In 2004, the library was renovated once again. Additions were built on the north and west sides of the library, and the library's entrance was relocated to the north side of the building. Existing parts of the library were also restored and preserved to maintain aspects of the building's original design. Minneapolis architects, Mohammed Lawal and Peter Sussman, designed the renovations. Lawal grew up on the Northside and used Sumner Library as a child.

==Programming==
Sumner Library has established itself as an important neighborhood community space by hosting many clubs, events, and classes over the years. Children's clubs and programming were especially popular in Sumner's early years. From the 1920s to the 1940s, troops of Boy Scouts met regularly at Sumner Library. In 1927, staff started a library club for girls. Members would mend books and magazines, shelve books, and keep the children's room organized. The library club was so popular that there was a waiting list to join the club. In 1947, the library offered a teen book club for girls. During the 1950s, films for adults were shown regularly at the library, and in the 1960s, the library showed films based on children's books.
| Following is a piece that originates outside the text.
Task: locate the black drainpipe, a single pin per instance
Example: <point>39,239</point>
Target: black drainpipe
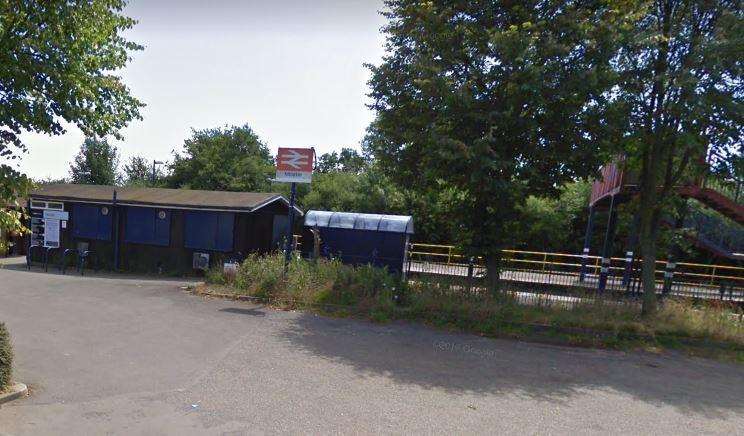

In 1980, Branch Librarian Grace Belton recognized that literacy rates were low among adults living near Sumner Library, and a literacy class for adults was established at the library the following year. Though the class was successful and in high demand, the program ceased soon after it started due to budget cuts. Shortly after, the Minnesota Literacy Council began an adult reading program at Sumner Library which became known as the "Northside Reading Center," now known as the Open Door Learning Center. Belton also worked hard to establish literacy programs for children. She hosted storytimes, visited schools, met with parents, and spent time developing some of the library's most successful summer reading programs for kids. When Dan Kelty became Sumner's Community Librarian in 1999, the summer reading program reached capacity and 2,000 children took part in the library's Reading Club.

Today, programming at Sumner Library continues to focus on literacy, where literacy is understood as something achieved in many ways - through reading, writing, homework, conversation, and art. The library hosts regular programs for adults such as adult homework help and conversation circles for people wanting to practice speaking English. Regular programs for children include homework help, baby storytime, family storytime, and childcare group storytime. Programs such "Sing Play Learn," the Juneteenth Celebration, and genealogy research are brought to the library through Legacy funding. The Friends of Sumner Library also support programming efforts through advocacy and fundraising.

==Famous visitors==
Sumner Library has hosted a number of famous visitors throughout its history. In 1962, Harrison Salisbury, noted author, New York Times columnist, and former patron of Sumner Library, visited and spoke at the library's 50th anniversary celebration. In 1981, poet Maya Angelou visited and gave a lecture at Sumner Library. Justice Alan Page and his wife Diane visited the library in 1984 as part of the library's "Read…By All Means" program promoting the value of reading. In 2013, American Civil Rights Movement leader James Meredith visited the library.